Sonically, you never know what noisy musical collision is going to happen next. Nothing about this is typical and that’s a good thing. THIS is how you make technology your bitch — not with tedious Autotuning or odes to fat asses. You use it like a virtuoso uses a new toy, cruising easily from frenetic bursts to elongated lapses of hypnotic beat elasticity. “This is Violence Now (Dont get me wrong)” has hints of Daft Punk in their glory days, ensconced in killer electronic battles as the title’s mantra churns above the song’s head. These guys love their effects, and it shows, and they also have a love of ’80s synth samples. But the thing that makes me love this album may distract and detract enjoyment from other people: just when something’s getting good to you, they shift gears completely and swerve around a different corner entirely.
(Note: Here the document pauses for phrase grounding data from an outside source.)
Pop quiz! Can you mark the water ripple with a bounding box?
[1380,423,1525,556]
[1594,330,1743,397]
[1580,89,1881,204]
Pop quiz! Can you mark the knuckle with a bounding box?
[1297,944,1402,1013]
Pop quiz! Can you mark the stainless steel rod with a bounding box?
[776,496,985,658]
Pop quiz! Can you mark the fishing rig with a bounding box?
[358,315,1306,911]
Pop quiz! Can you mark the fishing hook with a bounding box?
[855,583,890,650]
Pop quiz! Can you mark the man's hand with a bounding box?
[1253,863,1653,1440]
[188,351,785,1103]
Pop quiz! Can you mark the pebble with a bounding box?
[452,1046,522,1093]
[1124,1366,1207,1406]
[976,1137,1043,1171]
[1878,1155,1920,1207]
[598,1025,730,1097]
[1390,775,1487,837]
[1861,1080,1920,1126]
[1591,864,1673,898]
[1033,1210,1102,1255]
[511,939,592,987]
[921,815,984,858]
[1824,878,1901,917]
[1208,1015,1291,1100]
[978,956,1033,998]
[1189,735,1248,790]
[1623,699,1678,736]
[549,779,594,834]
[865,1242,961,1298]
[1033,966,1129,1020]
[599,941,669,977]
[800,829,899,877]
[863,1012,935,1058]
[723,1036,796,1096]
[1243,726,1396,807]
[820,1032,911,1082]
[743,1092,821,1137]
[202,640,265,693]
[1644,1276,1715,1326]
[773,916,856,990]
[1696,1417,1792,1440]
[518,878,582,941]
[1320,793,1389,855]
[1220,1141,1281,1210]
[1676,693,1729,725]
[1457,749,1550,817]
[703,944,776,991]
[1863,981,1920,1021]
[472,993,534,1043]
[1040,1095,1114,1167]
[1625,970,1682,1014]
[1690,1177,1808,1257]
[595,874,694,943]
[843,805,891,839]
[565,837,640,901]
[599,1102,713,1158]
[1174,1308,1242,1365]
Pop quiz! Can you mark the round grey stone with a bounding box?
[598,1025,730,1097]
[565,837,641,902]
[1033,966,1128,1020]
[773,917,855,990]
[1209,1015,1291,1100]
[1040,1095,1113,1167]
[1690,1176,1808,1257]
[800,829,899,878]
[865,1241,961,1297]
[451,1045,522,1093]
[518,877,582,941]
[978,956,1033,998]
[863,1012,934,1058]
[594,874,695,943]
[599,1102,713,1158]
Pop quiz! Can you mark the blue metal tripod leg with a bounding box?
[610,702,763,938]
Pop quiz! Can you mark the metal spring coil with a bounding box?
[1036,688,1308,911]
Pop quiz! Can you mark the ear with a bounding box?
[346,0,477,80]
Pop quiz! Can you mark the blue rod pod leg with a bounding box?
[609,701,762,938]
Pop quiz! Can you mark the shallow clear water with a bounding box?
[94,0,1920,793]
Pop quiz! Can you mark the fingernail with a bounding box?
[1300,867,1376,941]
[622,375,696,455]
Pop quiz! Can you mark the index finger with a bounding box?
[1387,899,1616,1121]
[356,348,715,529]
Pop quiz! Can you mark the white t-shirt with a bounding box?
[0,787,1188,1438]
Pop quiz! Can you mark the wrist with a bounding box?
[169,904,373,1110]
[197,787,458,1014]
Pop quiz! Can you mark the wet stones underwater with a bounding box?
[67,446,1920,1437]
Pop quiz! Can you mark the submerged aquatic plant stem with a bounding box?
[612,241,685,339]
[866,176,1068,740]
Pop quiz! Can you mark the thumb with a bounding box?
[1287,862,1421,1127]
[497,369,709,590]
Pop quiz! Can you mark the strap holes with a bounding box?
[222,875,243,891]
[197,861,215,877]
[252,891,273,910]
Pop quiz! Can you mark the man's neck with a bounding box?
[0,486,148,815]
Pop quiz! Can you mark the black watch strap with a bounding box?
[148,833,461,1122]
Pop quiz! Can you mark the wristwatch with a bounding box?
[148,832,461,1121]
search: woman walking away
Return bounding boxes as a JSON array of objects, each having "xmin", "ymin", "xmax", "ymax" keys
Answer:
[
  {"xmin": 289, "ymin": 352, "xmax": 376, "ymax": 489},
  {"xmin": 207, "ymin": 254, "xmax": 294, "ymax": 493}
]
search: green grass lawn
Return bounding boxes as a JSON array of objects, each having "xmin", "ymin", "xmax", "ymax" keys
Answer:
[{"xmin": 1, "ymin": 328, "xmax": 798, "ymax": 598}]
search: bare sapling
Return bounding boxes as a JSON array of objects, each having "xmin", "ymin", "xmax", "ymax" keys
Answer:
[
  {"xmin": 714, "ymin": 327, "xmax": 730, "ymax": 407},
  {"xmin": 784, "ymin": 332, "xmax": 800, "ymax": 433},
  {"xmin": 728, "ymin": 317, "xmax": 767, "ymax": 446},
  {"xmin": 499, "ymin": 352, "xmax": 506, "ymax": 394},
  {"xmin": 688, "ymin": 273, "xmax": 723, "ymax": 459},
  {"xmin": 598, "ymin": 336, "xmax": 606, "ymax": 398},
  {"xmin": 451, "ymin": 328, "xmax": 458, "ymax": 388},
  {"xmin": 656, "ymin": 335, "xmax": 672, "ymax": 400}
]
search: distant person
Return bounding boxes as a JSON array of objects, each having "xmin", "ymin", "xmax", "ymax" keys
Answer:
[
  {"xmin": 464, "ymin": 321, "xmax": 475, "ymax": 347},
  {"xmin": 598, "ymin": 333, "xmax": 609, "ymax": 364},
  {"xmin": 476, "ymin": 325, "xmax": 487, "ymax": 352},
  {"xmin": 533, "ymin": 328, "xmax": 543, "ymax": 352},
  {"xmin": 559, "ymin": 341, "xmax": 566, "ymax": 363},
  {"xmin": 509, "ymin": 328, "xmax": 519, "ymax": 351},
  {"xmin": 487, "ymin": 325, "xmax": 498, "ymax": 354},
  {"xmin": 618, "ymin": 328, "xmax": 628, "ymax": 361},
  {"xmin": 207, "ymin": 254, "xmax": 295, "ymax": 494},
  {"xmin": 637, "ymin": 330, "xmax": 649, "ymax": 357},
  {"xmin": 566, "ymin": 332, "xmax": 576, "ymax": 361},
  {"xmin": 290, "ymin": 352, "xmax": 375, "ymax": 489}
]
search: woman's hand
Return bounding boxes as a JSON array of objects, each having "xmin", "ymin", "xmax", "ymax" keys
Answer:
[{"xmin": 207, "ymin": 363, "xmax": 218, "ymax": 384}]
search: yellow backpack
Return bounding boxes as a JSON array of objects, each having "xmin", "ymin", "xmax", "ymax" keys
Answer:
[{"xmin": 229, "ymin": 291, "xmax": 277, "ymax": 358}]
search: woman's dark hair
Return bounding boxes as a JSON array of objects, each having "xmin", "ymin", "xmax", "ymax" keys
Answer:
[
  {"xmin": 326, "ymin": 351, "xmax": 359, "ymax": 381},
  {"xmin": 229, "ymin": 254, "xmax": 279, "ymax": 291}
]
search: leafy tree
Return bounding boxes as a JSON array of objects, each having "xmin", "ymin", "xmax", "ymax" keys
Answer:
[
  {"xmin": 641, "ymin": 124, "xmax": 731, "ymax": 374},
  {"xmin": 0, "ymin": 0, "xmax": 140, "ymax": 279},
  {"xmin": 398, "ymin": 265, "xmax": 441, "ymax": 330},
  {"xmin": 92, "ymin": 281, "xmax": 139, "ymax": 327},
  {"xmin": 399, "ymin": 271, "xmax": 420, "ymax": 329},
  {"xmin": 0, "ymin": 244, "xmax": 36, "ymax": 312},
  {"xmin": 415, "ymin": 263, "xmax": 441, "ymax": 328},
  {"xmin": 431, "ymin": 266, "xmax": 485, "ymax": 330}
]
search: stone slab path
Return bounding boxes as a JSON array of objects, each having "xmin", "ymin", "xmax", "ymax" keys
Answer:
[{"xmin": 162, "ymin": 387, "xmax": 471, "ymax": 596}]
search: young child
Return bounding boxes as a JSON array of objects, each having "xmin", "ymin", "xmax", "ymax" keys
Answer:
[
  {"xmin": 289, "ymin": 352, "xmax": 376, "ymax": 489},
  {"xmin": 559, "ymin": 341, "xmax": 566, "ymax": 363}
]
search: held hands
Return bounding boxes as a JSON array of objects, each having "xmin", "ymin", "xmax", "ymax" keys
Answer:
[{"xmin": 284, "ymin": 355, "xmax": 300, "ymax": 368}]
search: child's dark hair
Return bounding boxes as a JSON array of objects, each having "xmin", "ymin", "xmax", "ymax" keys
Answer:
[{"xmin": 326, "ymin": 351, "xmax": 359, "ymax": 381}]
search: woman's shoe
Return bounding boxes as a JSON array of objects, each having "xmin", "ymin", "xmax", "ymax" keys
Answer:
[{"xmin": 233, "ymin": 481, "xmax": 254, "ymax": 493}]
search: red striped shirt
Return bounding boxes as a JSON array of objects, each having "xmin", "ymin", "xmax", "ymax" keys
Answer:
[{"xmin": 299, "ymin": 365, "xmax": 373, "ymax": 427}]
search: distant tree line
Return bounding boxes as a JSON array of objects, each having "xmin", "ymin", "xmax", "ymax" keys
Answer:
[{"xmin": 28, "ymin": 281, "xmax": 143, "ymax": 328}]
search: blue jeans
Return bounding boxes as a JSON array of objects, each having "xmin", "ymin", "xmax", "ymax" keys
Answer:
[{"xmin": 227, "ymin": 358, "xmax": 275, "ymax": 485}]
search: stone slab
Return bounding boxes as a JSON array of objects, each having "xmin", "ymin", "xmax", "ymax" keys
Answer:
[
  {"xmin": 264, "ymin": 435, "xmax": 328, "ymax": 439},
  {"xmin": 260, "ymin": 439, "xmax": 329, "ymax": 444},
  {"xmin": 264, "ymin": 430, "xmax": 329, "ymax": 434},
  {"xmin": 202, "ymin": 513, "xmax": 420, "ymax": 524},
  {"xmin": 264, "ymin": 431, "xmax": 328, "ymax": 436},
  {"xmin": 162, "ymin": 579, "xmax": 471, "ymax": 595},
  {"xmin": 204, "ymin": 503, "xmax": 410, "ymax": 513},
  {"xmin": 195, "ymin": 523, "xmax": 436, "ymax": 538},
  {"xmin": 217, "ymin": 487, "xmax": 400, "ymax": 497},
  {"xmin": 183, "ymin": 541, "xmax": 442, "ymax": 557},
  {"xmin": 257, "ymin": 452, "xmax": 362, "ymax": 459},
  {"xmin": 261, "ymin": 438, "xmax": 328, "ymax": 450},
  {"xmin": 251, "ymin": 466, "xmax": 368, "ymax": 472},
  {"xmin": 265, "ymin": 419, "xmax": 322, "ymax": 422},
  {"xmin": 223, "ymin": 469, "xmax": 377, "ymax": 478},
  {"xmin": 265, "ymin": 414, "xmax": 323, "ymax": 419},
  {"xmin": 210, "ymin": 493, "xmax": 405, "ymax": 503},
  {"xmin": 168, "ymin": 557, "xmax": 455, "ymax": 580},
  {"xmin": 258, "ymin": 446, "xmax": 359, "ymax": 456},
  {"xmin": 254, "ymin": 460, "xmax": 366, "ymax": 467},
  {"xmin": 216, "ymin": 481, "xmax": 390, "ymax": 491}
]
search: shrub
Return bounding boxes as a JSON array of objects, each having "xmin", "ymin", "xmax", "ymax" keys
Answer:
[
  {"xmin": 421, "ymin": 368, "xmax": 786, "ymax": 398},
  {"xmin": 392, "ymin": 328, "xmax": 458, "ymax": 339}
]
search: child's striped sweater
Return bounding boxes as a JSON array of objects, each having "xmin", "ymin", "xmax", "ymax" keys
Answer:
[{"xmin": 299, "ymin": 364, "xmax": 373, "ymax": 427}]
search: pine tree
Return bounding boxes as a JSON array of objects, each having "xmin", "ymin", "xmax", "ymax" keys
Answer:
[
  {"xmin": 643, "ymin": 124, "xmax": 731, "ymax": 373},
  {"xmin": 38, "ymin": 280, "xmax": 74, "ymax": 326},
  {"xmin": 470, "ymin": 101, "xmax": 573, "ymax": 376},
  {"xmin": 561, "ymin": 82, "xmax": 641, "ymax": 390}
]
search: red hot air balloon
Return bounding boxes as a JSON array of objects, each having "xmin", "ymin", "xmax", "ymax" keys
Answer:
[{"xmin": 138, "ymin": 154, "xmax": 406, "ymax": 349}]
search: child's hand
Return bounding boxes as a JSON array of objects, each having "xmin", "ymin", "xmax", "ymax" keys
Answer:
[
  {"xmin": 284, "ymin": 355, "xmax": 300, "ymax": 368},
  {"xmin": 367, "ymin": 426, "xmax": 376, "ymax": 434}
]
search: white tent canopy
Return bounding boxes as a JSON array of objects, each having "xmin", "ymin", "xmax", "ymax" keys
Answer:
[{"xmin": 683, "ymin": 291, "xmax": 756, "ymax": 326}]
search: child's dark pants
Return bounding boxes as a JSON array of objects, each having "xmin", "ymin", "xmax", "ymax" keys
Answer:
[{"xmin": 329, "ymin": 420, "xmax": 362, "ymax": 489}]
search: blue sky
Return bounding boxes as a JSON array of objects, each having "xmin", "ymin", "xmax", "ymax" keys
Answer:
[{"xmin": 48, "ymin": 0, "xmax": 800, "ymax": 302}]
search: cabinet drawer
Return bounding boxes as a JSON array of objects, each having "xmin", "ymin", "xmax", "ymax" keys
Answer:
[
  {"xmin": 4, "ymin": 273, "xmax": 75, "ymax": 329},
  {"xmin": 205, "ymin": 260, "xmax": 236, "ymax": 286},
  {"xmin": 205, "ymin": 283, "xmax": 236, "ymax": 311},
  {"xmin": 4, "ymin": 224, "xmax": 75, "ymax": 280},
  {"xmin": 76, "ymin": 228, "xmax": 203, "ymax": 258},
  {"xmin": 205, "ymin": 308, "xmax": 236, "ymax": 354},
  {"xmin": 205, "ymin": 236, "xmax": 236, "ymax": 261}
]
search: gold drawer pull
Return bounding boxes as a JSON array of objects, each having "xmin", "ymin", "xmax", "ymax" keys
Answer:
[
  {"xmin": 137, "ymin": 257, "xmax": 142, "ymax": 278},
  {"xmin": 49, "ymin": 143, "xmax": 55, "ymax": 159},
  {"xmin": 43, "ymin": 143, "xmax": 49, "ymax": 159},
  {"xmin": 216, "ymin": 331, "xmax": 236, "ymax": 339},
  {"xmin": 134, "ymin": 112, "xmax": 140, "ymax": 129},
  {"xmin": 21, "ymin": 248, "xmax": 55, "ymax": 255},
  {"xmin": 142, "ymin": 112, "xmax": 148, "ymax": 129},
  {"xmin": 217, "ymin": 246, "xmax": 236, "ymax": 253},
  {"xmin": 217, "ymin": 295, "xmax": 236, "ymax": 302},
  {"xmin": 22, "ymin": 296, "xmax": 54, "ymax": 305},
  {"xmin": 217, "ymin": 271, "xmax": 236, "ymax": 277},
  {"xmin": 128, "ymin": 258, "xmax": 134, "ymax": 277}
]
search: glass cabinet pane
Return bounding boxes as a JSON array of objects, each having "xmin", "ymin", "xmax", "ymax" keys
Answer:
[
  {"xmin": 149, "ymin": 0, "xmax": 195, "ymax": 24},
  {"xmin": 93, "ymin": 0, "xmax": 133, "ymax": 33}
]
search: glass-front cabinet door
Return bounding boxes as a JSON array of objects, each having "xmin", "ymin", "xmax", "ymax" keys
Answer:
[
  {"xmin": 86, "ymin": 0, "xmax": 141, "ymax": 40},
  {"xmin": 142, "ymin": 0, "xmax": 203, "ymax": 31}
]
“Birds” is by far my favorite track here. The crazy hook that begins the song gets stuck in, and never gets out of, my head, even as the music suddenly transforms between something out of a horror movie and a Beat writer with the gift of Science. “One bird, two birds, three birds, four…” Shit, this could be Edgar Allen Poe on the microphone. There’s something about it that makes me feel like I’m watching an improv group hopped up on coffee and cigarettes. Forgive me for some blasphemy, but this is what King Crimson would have sounded like if they’d been more rap than rock. “Feels like a wheel” gets after you right out of the gate with its crazy, shake-your-ass beat and ear-candy drops. Here again, a sample inserts the title into the song’s fabric then twists it into a nice audio kaleidoscope. “Im Overflow,” with its shot of hot fire spittle begat “Big House,” a killer track that starts with what sounds like remnants of Lou Reed’s metal machines. I’ve never heard Moogs and Casios have an orgy before, but I got a sonic boner hearing it in “Big House.” I couldn’t help myself from rooting for this group with every song, hoping they would push things even further — an encore for this Picasso throwing abstract autographs at his listeners. But as I kept on keeping on, a pattern was forming.

From the title track to “Bootleg (Dont need your help)” to “Whatever I want (Fuck who’s watching) — another one of my favorites on this album, beginning with the initial exclamation to the final blister on the music’s lips — I really enjoyed my time listening to Death Grips and I was ready to listen to it again. But I figured out what the pattern was: after a while I knew something different was coming, even if I didn’t know what that would be. It felt like reading the ending of a book before reading the beginning. This is the only con I can possibly take away from all the pros: I wanted more, in a strange way. I don’t mean more songs, but more… something. I can’t put my finger on it, but it was there and once I saw it, there was no unseeing it. But that isn’t so much a negative as it is a perception.

So with all its ingenuity, Government Plates contains a familiarity that is indeed individual and fun but by the end becomes a bit repetitive. I love the album but I have a great feeling that this is only the start of something special — a group with this much potential has room to go anywhere they want to, and I know I’ll be even more excited when it comes time to dive into the next one.

Corey Taylor is the Grammy award-winning singer/songwriter for the heavy metal band Slipknot, as well as the hard rock outfit Stone Sour and various solo collaborations. In addition to music, he is the New York Times and London Times best-selling author of Seven Deadly Sins: Settling The Argument Between Born Bad and Damaged Good and A Funny Thing Happened on the Way to Heaven; Or How I Made Peace with the Paranormal and Stigmatized Zealots and Cynics in the Process. He’s also written House of Gold and Bones, a comic book mini-series adapted from the short story and Stone Sour double-concept album of the same name. He keeps his stuff in many houses and hotel rooms around the world with his wife and children, much to their chagrin.